Quinlan J.R. — C4.5: Programs for Machine Learning :: Электронная библиотека попечительского совета мехмата МГУ

Despite its age this classic is invaluable to any serious user of See5 (Windows) or C5.0 (UNIX). C4.5 (See5/C5) is a linear classifier system that is often used for machine learning, or as a data mining tool for discovering patterns in databases. The classifiers can be in the form of either decision trees or rule sets. Just like ID3 it employs a "divide and conquer" strategy and uses entropy (information content) to compute its gain ratio (the split criteria).

C5.0 and See5 are built on C4.5, which is open source and free. However, since C5.0 and See5 are commercial products the code and the internals of the See5/C5 algorithms are not public. This is why this book is still so valuable. The first half of the book explains how C4.5 works, and describes its features, for example, partitioning, pruning, and windowing in detail. The book also discusses how C4.5 should be used, and potential problems with over-fit and non-representative data. The second half of the book gives a complete listing of the source code; 8,800 lines of C-code.

C5.0 is faster and more accurate than C4.5 and has features like cross validation, variable misclassification costs, and boost, which are features that C4.5 does not have.

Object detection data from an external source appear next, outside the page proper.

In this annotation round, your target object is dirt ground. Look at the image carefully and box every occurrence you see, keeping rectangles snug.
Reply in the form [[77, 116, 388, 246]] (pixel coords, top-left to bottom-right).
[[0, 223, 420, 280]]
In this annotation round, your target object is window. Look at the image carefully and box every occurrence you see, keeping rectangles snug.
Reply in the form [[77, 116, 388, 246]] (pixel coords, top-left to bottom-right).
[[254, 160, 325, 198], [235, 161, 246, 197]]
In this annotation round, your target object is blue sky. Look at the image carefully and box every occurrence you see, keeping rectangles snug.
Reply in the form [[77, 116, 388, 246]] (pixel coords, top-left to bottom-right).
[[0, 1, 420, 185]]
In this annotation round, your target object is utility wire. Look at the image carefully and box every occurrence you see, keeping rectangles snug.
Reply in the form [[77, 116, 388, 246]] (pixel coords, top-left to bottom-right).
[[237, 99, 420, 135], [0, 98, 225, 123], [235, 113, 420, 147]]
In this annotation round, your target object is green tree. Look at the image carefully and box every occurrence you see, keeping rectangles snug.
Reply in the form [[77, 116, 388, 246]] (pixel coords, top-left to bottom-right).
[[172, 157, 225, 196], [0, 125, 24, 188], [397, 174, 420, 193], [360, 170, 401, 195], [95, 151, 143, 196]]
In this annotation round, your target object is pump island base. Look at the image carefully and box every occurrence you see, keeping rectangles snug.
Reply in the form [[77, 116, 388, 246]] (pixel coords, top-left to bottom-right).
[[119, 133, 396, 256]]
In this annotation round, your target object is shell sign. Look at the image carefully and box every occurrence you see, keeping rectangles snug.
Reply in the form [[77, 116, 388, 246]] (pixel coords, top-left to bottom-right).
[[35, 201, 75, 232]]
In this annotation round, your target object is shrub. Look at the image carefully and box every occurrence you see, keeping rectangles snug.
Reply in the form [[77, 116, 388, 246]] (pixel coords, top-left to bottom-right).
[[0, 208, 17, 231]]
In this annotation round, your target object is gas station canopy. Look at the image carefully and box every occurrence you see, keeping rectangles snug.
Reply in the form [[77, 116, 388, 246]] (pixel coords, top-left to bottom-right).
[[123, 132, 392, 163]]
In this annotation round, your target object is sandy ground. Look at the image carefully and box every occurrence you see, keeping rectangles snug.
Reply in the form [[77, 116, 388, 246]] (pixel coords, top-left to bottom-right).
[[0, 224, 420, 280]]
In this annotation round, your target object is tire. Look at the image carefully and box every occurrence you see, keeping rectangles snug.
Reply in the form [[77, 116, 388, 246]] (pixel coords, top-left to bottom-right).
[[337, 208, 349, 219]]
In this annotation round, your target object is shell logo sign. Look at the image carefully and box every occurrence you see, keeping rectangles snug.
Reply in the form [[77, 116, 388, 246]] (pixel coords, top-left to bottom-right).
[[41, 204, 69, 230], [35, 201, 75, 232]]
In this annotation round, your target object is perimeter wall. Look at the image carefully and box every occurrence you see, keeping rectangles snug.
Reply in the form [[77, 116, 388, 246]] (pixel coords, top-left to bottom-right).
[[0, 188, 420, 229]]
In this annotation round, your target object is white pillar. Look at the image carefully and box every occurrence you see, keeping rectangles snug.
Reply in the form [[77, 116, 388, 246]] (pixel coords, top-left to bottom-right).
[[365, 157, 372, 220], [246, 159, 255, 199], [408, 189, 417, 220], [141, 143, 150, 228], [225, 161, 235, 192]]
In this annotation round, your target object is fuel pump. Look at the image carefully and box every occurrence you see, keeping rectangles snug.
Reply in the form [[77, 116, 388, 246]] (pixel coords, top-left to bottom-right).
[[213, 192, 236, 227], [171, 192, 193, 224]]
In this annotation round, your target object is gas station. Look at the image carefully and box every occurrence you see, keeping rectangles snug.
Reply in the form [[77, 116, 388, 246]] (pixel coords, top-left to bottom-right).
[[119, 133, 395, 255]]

However, since minor misuse of See5 could have cost our company tens of millions of dollars it was important that we knew as much as possible about what we were doing, which is why this book was so valuable.

The reasons we did not use, for example, neural networks were:
(1) We had a lot of nominal data (in addition to numeric data)
(2) We had unknown attributes
(3) Our data sets were typically not very large and still we had a lot of attributes
(4) Unlike neural networks, decision trees and rule sets are human readable, possible to comprehend, and can be modified manually if necessary. Since we had problems with non-representative data but understood these problems as well as our system quite well, it was sometimes advantageous for us to modify the decision trees.

If you are in a similar situation I recommend See5/C5 as well as this book.